The line had not vanished. But it had blurred in ways she could no longer trace.

She looked at her father. Horford Quinn, who was making up for things he could not unmake, doing the work that remained.

The past can’t be rewritten. But the future can, at least, prevent the same mistakes from repeating.

Is that what you’re trying to say, Father?


In the days that followed, Graycastle and the Kingdom of Dawn conducted operations in concert.

Nobles established more than a hundred receiving points along the northwest stretch of the main road — tents, rations, warm fires where the refugees could stop shaking before they were asked to walk further. Under the protection of the God’s Punishment Witches, the First Army’s doctors moved from point to point treating the sick and injured. In the most crowded areas, music rose without announcement and held — gentle, deliberate, the kind of sound that found its way past a person’s defenses before they knew it had entered.

Even the most ragged and furious seemed to slow when they heard it.

Under the new Pope Isabella’s direction, patrols moved through the displaced crowds.
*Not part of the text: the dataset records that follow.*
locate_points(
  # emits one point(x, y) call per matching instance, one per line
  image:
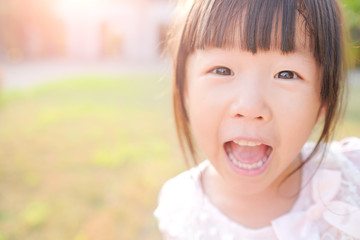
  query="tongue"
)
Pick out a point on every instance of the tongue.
point(247, 154)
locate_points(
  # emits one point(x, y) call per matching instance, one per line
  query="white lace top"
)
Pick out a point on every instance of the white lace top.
point(327, 208)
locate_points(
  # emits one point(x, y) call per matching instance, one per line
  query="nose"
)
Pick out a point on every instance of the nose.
point(250, 101)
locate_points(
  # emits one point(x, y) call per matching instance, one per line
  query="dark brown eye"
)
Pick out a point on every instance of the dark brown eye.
point(286, 75)
point(224, 71)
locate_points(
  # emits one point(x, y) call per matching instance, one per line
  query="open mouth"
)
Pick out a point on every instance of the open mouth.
point(248, 156)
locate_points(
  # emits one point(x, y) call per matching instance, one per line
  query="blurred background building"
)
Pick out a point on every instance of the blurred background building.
point(83, 29)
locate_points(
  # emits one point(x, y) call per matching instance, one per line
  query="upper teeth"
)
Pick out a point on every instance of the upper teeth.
point(247, 143)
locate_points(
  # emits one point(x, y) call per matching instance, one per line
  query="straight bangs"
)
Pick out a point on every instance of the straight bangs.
point(251, 25)
point(262, 25)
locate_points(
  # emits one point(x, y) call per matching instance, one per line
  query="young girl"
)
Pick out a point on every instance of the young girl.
point(252, 79)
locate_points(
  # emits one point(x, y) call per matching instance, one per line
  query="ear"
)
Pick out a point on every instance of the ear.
point(322, 112)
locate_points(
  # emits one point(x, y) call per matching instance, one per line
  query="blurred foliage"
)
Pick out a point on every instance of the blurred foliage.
point(352, 14)
point(84, 158)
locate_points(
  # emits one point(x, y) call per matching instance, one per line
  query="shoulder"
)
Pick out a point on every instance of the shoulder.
point(179, 200)
point(336, 185)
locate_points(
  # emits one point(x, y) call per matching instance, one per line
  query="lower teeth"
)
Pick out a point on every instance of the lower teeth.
point(245, 165)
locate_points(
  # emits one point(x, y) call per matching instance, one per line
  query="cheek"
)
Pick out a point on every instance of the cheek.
point(205, 121)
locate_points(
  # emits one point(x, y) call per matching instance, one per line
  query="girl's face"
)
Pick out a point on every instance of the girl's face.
point(252, 113)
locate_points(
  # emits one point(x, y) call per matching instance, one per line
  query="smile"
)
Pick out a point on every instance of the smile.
point(248, 157)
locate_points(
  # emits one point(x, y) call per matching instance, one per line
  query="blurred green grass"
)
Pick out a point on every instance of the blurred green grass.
point(84, 158)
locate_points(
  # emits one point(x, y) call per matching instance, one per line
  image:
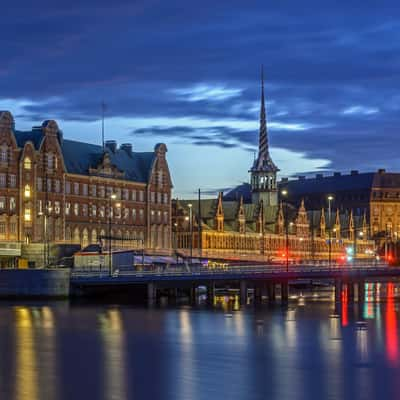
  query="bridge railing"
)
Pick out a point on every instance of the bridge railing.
point(229, 270)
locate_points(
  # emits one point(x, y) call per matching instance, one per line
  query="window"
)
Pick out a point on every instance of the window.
point(13, 180)
point(12, 203)
point(3, 154)
point(27, 191)
point(27, 215)
point(57, 186)
point(39, 184)
point(2, 180)
point(27, 163)
point(50, 161)
point(93, 190)
point(160, 177)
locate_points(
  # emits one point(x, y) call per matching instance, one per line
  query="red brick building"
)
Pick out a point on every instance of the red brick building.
point(63, 191)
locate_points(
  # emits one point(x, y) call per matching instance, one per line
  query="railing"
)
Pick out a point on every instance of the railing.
point(239, 270)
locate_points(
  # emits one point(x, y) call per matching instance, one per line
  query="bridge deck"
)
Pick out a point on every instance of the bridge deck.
point(251, 273)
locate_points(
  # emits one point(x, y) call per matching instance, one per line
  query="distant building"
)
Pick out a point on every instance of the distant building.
point(252, 221)
point(62, 191)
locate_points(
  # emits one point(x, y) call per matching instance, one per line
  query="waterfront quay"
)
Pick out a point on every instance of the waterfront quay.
point(262, 281)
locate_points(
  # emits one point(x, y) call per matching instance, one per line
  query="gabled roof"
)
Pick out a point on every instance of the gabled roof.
point(79, 157)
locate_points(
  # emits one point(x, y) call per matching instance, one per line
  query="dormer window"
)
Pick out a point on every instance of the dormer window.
point(27, 163)
point(27, 192)
point(3, 154)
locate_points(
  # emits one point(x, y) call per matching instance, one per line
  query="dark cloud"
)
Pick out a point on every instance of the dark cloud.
point(321, 61)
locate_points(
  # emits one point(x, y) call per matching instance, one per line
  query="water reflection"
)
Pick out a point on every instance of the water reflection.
point(113, 350)
point(391, 326)
point(26, 366)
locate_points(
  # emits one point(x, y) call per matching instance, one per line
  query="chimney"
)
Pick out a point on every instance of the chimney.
point(127, 147)
point(111, 145)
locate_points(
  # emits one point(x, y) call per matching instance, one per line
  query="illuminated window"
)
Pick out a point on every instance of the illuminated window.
point(2, 180)
point(27, 191)
point(12, 204)
point(27, 215)
point(3, 154)
point(27, 163)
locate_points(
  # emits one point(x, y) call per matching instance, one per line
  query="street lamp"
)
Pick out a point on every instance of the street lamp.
point(330, 199)
point(284, 193)
point(110, 266)
point(191, 232)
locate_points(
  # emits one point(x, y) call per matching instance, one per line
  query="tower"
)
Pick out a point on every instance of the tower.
point(263, 172)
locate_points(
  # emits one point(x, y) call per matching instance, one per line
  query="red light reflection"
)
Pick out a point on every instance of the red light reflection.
point(392, 350)
point(345, 299)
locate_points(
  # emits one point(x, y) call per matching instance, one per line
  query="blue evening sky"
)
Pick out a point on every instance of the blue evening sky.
point(187, 73)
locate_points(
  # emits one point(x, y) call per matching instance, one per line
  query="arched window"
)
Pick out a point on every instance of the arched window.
point(27, 192)
point(3, 154)
point(27, 163)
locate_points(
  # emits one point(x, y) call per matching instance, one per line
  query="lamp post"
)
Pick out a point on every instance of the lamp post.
point(284, 194)
point(330, 199)
point(191, 232)
point(112, 197)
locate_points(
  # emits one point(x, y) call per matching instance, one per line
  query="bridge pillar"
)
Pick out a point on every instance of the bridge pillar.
point(271, 292)
point(151, 293)
point(361, 292)
point(338, 290)
point(243, 293)
point(257, 295)
point(210, 293)
point(284, 292)
point(350, 290)
point(193, 295)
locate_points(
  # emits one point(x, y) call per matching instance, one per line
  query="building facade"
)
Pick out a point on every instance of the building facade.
point(254, 222)
point(63, 191)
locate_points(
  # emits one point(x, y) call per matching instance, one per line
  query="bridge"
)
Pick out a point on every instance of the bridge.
point(262, 279)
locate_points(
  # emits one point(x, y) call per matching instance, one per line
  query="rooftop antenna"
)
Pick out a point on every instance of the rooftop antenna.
point(103, 111)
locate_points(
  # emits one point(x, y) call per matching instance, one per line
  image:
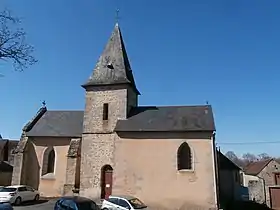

The Church’s people were practiced in crisis — every significant test the world had thrown at them had sharpened their capacity to function in ruins — and among the exhausted and frightened, that kind of practiced calm carried weight that authority alone never could.

The panic, which had been spreading fast enough to threaten everything, was halted and contained before it reached the point of no return. The refugees could not go home yet; the affected territories remained dangerous. But the places untouched held steady.

And the First Army turned its attention to the air-drop rehearsals.